Location
- 5825 North Woodruff Avenue Lakewood, California 90713 United States 33°51′38″N 118°7′4″W﻿ / ﻿33.86056°N 118.11778°W

Information
- Type: Private, All-Female
- Motto: Love, Hope and Zeal
- Religious affiliation: Roman Catholic
- Patron saint: St. Joseph
- Established: September 14, 1964; 61 years ago
- Founder: Sisters of St. Joseph of Carondelet
- Sister school: St. John Bosco High School
- Oversight: Sisters of St. Joseph of Carondelet & Archdiocese of Los Angeles
- Principal: Terri Mendoza
- Chaplain: Salesians of Don Bosco
- Grades: 9-12
- Enrollment: 615 (2014-2015)
- Student to teacher ratio: 22:1
- Colors: Orange and white
- Mascot: Jester
- Nickname: SJ, Joseph's, St. Joe's, SJ
- Team name: Jesters
- Accreditation: Western Association of Schools and Colleges
- Newspaper: SJ Press
- Tuition: Regular rate $9,966.00 Active parish-eegistered Catholics eate $9,317 (2015-2016)
- Website: www.sj-jester.org

= St. Joseph High School (Lakewood, California) =

Saint Joseph High School is a private Catholic all-girls high school located in Lakewood, California. It is located in the Roman Catholic Archdiocese of Los Angeles and sponsored by the Sisters of St. Joseph of Carondelet. Its brother school is St. John Bosco High School.

==History==
The high school was founded by the Sisters of St. Joseph of Carondelet (CSJ). It opened its doors on September 14, 1964, and was dedicated on May 5, 1967, by Cardinal James McIntyre who had asked the CSJ to open a school for girls in Lakewood. Since its founding, the school has graduated over 4,200 students. Class colors are green, blue, red, and yellow.

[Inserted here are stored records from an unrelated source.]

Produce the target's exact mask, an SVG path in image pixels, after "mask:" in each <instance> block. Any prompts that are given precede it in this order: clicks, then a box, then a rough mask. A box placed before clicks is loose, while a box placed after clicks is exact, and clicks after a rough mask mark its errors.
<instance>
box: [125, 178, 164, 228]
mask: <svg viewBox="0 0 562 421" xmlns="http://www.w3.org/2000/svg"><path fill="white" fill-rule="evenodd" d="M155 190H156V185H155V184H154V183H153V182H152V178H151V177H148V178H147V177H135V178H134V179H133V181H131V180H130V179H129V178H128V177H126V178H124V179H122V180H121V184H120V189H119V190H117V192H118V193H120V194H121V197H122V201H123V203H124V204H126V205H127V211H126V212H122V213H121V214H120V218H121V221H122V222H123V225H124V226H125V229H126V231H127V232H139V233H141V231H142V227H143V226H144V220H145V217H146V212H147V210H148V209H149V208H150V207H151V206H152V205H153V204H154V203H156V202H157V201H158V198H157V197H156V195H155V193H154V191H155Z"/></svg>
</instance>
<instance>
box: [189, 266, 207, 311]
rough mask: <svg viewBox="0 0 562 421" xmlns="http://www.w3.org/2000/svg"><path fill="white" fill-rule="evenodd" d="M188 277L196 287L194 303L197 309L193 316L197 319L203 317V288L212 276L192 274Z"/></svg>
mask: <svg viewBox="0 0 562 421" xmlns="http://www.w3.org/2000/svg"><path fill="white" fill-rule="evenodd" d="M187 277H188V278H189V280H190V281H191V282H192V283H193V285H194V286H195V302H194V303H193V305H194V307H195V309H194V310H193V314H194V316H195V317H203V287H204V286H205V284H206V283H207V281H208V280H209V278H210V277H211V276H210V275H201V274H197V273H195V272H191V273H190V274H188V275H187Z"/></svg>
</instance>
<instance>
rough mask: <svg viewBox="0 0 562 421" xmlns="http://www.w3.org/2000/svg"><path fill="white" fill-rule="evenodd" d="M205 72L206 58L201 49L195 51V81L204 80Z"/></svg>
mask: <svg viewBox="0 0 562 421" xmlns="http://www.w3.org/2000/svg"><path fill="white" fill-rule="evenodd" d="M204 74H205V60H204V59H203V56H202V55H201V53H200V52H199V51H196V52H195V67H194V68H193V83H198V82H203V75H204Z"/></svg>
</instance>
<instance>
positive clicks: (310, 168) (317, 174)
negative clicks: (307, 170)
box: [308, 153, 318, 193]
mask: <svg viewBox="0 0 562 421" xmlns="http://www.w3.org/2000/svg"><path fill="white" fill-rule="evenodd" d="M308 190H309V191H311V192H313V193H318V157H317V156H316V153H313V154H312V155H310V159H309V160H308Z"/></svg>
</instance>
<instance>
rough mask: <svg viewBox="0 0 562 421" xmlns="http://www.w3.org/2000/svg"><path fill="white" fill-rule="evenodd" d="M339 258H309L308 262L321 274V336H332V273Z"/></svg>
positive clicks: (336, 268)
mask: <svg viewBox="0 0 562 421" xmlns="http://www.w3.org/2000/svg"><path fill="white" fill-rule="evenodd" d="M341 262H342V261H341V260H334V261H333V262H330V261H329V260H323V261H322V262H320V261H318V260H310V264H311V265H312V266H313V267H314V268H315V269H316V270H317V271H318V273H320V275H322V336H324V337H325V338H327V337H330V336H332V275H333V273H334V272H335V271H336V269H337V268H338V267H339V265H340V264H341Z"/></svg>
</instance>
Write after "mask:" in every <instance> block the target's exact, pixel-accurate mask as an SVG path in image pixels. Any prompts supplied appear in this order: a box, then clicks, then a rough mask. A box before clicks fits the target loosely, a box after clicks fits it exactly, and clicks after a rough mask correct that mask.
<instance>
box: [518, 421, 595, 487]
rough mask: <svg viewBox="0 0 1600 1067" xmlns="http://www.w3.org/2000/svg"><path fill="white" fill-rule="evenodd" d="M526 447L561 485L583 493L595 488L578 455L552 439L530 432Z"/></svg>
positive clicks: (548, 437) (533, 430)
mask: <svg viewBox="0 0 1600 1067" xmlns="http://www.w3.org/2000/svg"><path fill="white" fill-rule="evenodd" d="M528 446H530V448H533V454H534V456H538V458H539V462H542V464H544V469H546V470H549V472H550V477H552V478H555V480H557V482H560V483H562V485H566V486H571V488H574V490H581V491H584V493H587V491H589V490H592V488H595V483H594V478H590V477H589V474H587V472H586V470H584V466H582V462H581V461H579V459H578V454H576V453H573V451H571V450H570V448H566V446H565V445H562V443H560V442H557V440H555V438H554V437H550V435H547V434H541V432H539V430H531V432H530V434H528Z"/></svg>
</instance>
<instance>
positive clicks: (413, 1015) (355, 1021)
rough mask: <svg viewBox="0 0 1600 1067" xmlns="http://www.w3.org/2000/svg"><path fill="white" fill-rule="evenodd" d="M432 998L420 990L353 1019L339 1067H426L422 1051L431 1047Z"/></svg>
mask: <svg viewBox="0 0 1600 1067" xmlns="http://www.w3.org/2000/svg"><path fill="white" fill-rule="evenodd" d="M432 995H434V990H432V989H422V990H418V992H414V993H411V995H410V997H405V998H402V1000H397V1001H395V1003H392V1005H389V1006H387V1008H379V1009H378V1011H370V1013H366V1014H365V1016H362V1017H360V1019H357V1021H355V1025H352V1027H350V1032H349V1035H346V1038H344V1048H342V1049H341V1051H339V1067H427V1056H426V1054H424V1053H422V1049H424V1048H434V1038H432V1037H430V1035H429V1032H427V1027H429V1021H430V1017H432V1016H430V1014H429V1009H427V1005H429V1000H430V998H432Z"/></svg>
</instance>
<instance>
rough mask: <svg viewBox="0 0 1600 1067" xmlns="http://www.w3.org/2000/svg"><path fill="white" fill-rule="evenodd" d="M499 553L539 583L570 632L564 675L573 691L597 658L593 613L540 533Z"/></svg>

==Recognitions and accreditations==
Saint Joseph is a National Blue Ribbon School and is accredited by the Western Association of Schools and colleges (WASC) and the Western Catholic Education Association (WCEA).

Admissions to Saint Joseph is based on entrance examination, activities, arts and athletics. The admissions process is competitive. The school primarily accepts girls who are college bound. Admission decisions are based on interview of parents and (separately) the student; letters of recommendation from teachers; participation in activities, community service, arts and/or athletics; grades from elementary school, and entrance test scores.

==Notable alumnae==
- Savannah DeMelo - professional soccer player for Racing Louisville FC
- Ava DuVernay - film director
- Lisa Fernandez - member of the United States Women Olympic Softball Team (1996, 2000, and 2004), associate head coach at UCLA
- Leslie Sykes - morning weekday co-anchor of the "Eyewitness News" at KABC-TV in Los Angeles.